We’ve got rising home prices but no housing crash in sight

The most recent jobs report looks good for housing and the end of forbearance

HW+ row of houses

The key to the U.S. getting back on track economically is for its citizens to freely walk the earth again without the existential threat of COVID-19. The U.S. is getting closer and closer to meeting that goal, while other countries are still trying to control the virus. Before the successful vaccination program, I targeted Aug. 31, 2021, as the launching point for when we can fully achieve this, with the mindset that all jobs lost to COVID would be back online by September 2022 or earlier. Despite the last sub-par jobs report, we are currently on track to satisfy that prediction as we should be able to walk the earth freely before the end of August. This is the furthest thing from a housing crash that we could expect.

In February 2020, we had 152,523,000 nonfarm payroll workers, which isn’t all the workers in America, but most of them. Today, in May 2021, we have 144,308,000 nonfarm payroll folks working.

In the previous expansion, which was the longest economic and job expansion in history, the  all-time high for job openings was 7,574,000. Today we have roughly 7,367,000 job openings and that number should get to 10 million by the end of this new expansion.
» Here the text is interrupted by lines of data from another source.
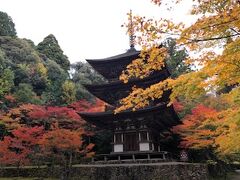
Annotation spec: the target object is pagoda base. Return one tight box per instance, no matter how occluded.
[92,151,172,163]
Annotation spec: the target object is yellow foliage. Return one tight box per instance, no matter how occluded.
[116,0,240,158]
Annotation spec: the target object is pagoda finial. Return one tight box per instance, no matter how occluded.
[128,10,135,49]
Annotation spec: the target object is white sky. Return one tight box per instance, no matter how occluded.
[0,0,193,63]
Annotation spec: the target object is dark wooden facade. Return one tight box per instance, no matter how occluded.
[80,48,179,153]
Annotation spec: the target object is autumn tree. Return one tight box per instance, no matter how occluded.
[40,128,94,178]
[0,127,43,166]
[116,0,240,160]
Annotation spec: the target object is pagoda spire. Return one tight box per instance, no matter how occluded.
[128,10,135,50]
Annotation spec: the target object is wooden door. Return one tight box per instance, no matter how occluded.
[124,132,138,151]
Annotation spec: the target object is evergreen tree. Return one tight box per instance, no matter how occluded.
[37,34,70,71]
[0,11,17,37]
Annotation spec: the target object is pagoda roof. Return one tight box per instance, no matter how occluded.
[86,48,140,81]
[79,103,180,129]
[84,68,170,106]
[86,48,140,64]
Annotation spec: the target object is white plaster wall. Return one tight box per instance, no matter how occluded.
[113,144,123,152]
[139,142,150,151]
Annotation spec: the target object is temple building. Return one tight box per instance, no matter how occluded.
[80,10,180,159]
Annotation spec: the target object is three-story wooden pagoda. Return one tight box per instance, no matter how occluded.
[80,11,179,158]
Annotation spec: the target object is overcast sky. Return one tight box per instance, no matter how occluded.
[0,0,193,63]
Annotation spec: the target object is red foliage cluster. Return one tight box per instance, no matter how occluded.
[0,97,100,165]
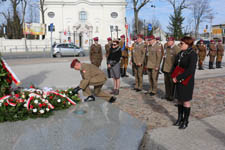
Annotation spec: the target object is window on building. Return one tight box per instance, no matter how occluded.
[80,11,87,21]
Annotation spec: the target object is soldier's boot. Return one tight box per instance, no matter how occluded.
[123,68,129,77]
[120,68,123,77]
[173,104,184,126]
[179,107,191,129]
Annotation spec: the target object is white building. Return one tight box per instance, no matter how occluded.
[45,0,127,48]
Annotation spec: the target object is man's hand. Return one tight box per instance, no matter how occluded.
[73,86,81,94]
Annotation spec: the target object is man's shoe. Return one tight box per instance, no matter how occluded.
[84,95,95,102]
[109,96,116,103]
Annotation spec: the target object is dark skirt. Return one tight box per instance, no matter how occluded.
[110,62,120,79]
[175,77,194,102]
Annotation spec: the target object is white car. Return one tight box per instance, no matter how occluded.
[53,43,85,57]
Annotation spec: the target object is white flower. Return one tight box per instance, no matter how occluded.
[40,109,45,114]
[33,108,37,113]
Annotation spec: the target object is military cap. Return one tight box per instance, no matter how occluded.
[148,35,155,41]
[70,59,80,68]
[93,37,98,41]
[120,34,125,38]
[107,37,112,41]
[167,37,175,41]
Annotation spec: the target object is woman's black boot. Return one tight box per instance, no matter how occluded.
[173,104,184,126]
[179,107,191,129]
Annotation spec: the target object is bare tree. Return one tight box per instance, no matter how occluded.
[189,0,213,38]
[128,0,151,34]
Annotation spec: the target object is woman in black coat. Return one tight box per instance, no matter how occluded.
[107,40,122,95]
[173,37,197,129]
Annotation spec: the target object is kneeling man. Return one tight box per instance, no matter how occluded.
[70,59,116,103]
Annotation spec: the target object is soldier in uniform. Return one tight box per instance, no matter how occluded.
[147,35,163,96]
[162,37,181,101]
[119,35,129,77]
[197,40,207,70]
[90,37,103,67]
[130,35,146,92]
[216,40,224,68]
[207,40,216,69]
[70,59,116,103]
[105,37,112,78]
[105,37,112,58]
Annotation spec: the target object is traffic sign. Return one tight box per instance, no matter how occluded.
[148,24,152,31]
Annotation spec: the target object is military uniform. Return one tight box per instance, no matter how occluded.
[105,43,111,58]
[216,43,224,68]
[119,41,129,77]
[79,63,112,100]
[208,43,216,69]
[162,44,181,100]
[132,43,146,90]
[197,44,207,70]
[147,42,163,94]
[90,44,103,67]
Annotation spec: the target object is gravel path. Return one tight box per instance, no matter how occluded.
[115,77,225,130]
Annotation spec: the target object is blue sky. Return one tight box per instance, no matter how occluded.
[126,0,225,32]
[0,0,225,32]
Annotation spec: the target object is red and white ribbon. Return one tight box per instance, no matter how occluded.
[49,91,76,105]
[2,58,21,85]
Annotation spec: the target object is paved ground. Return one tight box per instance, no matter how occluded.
[4,57,225,150]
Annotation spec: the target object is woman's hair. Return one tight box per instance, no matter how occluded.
[180,36,194,47]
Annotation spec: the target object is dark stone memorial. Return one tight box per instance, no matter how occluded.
[0,99,146,150]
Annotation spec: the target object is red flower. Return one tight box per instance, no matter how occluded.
[15,94,20,98]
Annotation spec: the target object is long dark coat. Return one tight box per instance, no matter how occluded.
[173,48,197,102]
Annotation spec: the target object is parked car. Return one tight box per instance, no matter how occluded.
[196,40,210,49]
[53,43,85,57]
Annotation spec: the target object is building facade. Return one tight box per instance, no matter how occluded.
[45,0,127,49]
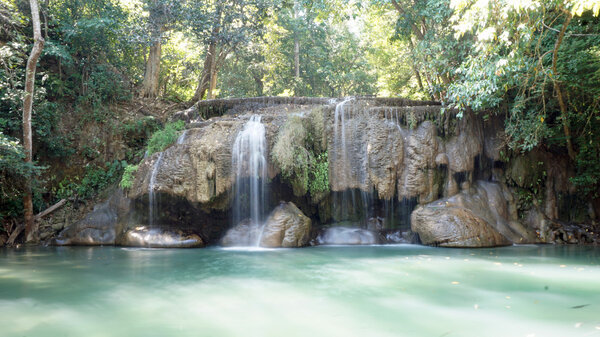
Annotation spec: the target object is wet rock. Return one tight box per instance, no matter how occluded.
[316,227,381,245]
[51,189,130,246]
[367,217,385,231]
[260,202,311,248]
[385,230,421,244]
[221,219,263,247]
[435,153,449,166]
[398,121,439,203]
[411,181,537,247]
[411,206,510,247]
[119,226,204,248]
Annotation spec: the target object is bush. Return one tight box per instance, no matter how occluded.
[147,121,185,155]
[55,160,127,199]
[0,132,44,221]
[271,109,329,198]
[119,165,139,189]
As you can see with the chart below, not only has the housing data performed much better during this crisis, but job openings are roughly 5.5 million higher today than the worst levels of the great financial crisis.

We do have a pathway to get back to the employment numbers we had in February 2020 prior to COVID-19, but until that happens (September 2022 or earlier) don’t expect the Federal Reserve to hike the federal funds rate anytime soon. We will most likely need to see the employment to population ratio for prime-age workers get back to 80% before that happens. That metric is currently at 76.9% and tends to be sticky.